How we reworked bad prediction for a little more good (continued)

    In the last article I described how for the purposes of forecasting revenue, people built a large and complex excel file ( you can read here ). We decided to intervene in this shame and offered to alter the forecast model so that there were fewer errors, easier operation, flexibility in customization.
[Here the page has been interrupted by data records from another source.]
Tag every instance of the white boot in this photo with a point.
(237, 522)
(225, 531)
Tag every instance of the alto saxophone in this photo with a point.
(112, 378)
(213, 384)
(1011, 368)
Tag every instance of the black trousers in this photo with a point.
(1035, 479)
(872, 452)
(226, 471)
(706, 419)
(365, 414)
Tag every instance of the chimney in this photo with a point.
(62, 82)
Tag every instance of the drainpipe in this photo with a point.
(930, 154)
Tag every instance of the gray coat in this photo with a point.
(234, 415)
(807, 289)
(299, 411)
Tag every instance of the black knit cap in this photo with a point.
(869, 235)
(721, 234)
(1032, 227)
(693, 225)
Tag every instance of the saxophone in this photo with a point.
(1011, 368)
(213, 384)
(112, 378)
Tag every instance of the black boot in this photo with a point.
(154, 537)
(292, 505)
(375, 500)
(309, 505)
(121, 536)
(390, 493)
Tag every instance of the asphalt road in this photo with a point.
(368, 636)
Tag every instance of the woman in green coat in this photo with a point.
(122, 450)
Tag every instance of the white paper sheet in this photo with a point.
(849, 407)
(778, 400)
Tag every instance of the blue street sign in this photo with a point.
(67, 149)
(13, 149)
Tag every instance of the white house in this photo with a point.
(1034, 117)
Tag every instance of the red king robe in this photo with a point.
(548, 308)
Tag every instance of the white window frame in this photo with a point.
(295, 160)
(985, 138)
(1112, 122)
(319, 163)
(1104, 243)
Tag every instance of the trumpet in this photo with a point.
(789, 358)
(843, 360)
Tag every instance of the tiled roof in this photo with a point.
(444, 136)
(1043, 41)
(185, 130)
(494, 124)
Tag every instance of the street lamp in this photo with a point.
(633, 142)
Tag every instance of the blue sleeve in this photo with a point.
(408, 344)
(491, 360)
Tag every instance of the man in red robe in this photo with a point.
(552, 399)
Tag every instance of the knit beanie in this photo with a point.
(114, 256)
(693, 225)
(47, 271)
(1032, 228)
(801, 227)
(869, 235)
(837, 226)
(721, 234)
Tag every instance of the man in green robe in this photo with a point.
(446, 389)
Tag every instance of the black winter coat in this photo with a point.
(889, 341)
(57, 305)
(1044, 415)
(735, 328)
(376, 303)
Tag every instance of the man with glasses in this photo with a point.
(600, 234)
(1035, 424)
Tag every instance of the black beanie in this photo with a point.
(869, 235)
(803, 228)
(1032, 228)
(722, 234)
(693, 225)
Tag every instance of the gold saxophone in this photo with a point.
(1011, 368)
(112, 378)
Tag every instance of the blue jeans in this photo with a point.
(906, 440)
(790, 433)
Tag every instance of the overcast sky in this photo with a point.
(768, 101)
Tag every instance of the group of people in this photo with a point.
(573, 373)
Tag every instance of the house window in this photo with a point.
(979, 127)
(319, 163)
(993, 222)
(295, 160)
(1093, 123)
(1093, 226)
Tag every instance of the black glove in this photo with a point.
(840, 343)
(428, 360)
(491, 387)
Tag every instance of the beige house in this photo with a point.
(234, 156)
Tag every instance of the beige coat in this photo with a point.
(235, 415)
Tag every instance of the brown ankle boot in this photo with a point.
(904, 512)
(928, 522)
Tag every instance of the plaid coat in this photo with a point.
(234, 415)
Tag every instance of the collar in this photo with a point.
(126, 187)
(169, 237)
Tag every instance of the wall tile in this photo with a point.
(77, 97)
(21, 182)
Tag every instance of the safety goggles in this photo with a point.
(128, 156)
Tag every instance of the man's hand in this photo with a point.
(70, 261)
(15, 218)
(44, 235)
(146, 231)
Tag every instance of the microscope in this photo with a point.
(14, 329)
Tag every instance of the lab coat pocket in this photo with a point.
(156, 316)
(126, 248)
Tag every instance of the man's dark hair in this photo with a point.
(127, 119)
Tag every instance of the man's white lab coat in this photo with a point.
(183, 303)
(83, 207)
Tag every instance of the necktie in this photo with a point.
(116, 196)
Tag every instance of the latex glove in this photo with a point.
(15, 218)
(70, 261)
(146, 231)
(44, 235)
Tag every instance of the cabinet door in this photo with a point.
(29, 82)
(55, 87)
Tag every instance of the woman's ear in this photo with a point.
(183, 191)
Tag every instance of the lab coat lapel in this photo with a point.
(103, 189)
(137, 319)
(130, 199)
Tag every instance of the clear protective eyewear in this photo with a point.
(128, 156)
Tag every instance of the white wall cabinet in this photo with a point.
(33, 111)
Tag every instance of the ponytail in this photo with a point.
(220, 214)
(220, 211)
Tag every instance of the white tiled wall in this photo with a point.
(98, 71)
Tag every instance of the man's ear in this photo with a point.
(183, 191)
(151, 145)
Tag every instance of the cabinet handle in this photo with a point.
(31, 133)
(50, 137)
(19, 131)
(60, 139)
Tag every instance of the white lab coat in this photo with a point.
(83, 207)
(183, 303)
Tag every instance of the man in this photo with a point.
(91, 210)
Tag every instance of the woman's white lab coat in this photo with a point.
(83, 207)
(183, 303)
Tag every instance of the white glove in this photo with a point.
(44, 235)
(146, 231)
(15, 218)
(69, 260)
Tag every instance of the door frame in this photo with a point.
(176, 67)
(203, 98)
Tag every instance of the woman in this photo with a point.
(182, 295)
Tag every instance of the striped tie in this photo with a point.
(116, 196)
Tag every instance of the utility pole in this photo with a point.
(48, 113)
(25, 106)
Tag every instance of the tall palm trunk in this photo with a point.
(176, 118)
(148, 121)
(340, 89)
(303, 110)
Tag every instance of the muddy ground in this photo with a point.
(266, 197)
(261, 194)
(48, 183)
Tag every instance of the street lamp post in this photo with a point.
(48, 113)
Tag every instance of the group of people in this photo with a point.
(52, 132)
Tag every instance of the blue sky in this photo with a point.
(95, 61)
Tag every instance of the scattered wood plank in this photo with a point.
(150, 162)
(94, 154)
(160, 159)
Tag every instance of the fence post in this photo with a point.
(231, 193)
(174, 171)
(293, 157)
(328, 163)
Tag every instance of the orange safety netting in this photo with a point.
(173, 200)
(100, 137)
    What are the key problems in the described model:

    1. Data, model and views are mixed into one entity. Because of this, a change in at least one of the elements destroys this whole monolith.
    2. Excessive manual processing, which produces errors and typos in huge quantities.

    What we suggested:

    1. In the initial model, the initial data on which it was built did not appear anywhere. We offered to enter this data in the format of the 2nd normal form into the Excel file itself on 2 separate sheets (sales and number of customers). Fortunately, the sales data in our aggregation by months is just tens of thousands of rows, not millions. We also configured to get this data using Power Query directly from the database.
    2. We have created a simulation sheet, which consists of 3 blocks:
      • Revenue summary table
      • Summary table of clients
      • Calculated table of average checks
        Each summary is a summary table built on the source data in the necessary for the current modeling detailing by departments and divisions, in the necessary detailing by periods (months).
    3. In the Modeling Sheet, we built simple forecasting models based on historical time series. We extended the number of clients and the average bill, and the total projected revenue was considered as the product of these values. After reviewing the data, we came up with 3 prediction models: the median for past periods, exponential triple smoothing and zeroing (when we need 0 prediction).
    4. Calculations of the average check (fact) and revenue (forecast) are not made by reference to the cells, but by using the CDF and the offset mark, which makes the calculations resistant to changes in the source data.
    5. It is clear that now the model is not readable by the user, because there are too many meanings. For this we have built separate sheets of units. Each sheet has a cell that selects which data should be added to this sheet. Based on the CDF, we pull the data from the model sheet into the sheet.
    6. The very creation of 30 sheets by divisions is done by a special procedure. First, create the first sheet of one of the divisions, which contains all the possible names of departments. If there is no department in the subdivision, then the formulas pull in there 0. To make all 30 subdivisions, we create duplicates and change the names in the control cell (it is used to generate the control key) and we have the necessary data in the form of a representation. VPR can use more than 1 cell as a key if you use a trick: combine the cells you need into one using concatenation (the CLUTCH function or the & symbol).
    7. An element has been added to the presentation form that allows you to manage the model: a simple factor to the predicted values ​​of the average check and quantity. This element is collected on a special technical sheet with the help of the FEDEX function, which allows you to use the generated link. From this technical sheet, all these adjustments are transferred to the model sheet using the CDF.
    8. Generalization sheets are no longer a summation of presentation sheets, but are constructed in the same way as all other sheets by summing up data on a sheet with a model. As a result, representations are pure representations and do not have dependencies among themselves.

    What we got:

    1. It is always clear from which numbers we received the data (as the power Query query was saved).
    2. We can change the data without breaking the model.
    3. Changes in the structure and hierarchy will require minor modifications (you only need to change the names in 1 presentation sheet and then make duplicates of it).
    4. We have drastically reduced the number of potential errors, because Most of the data is filled with formulas, links and keys.
    5. The customer received an interactive forecast in which he can change the values ​​himself and immediately receive the forecast.
    6. We were able to simultaneously satisfy the requirements that we need data both in annual and monthly terms.
    7. Can be used in the next budget period.
    8. You can change the forecasting model, if these seem to us not suitable.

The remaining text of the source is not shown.